The family's day to day living
Despite how wretched either one or both of you may feel, (although it may seem that one of you is hurting the most, it is in most cases very painful to all concerned) day to day living has to be organised and the family's financial situation has to be preserved.
In order to prepare the way for a settlement to be discussed, some short term plan should be agreed. It may be useful to consider the following issues:
The family home
This is discussed in more detail further on In this section but your immediate concern should be the mortgage or the rent. If there are children, they normally stay in the home with their mother and if the husband is the main earner, attention should be focussed on continuing this payment together with any associated policies. Even if tempers have flared, the family home may be the main asset and should be protected. When emotions are running high, any threat regarding the sale of the property at this early stage could be counterproductive. Your aim is not to decide on a final outcome at this early stage, but to keep the family stable on level ground so that future discussions may take place. But if you are unable to keep up the payments, you should always write to the mortgage company or your landlord at the earliest possible time. (Debt is discussed in detail later In this section).
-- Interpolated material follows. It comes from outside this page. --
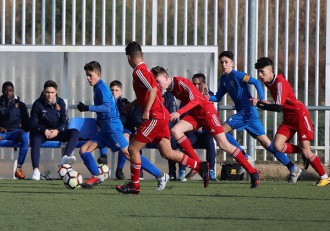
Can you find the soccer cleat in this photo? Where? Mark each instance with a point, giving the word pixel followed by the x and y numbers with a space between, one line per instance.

One thing which frequently upsets the one left in the family home is the term 'ex matrimonial home.' Although it seems to infer that the home no longer belongs to the family, it is only a legal term used when you are not living together at the property.
What if the property is in my spouse's name only?
If the family property is in the sole name of the other spouse, this can be altered by registering it in your name and you should also draw your solicitor's attention to this asap. If there is any other property owned by your spouse, then steps can be taken to prevent it being sold before a settlement is agreed if you can show that this may harm your claim. When the property is in your joint names and you wish to safeguard your half should anything happen to you whilst the divorce process continues, you can ask your solicitor to arrange this. This means that should you die, your share in the property would form part of your estate. Your solicitor will advise you but you should consider whether this action would be seen as inflammatory particularly when children are involved. You should also bear in mind that the courts have full powers to allocate property as they see fit in divorce.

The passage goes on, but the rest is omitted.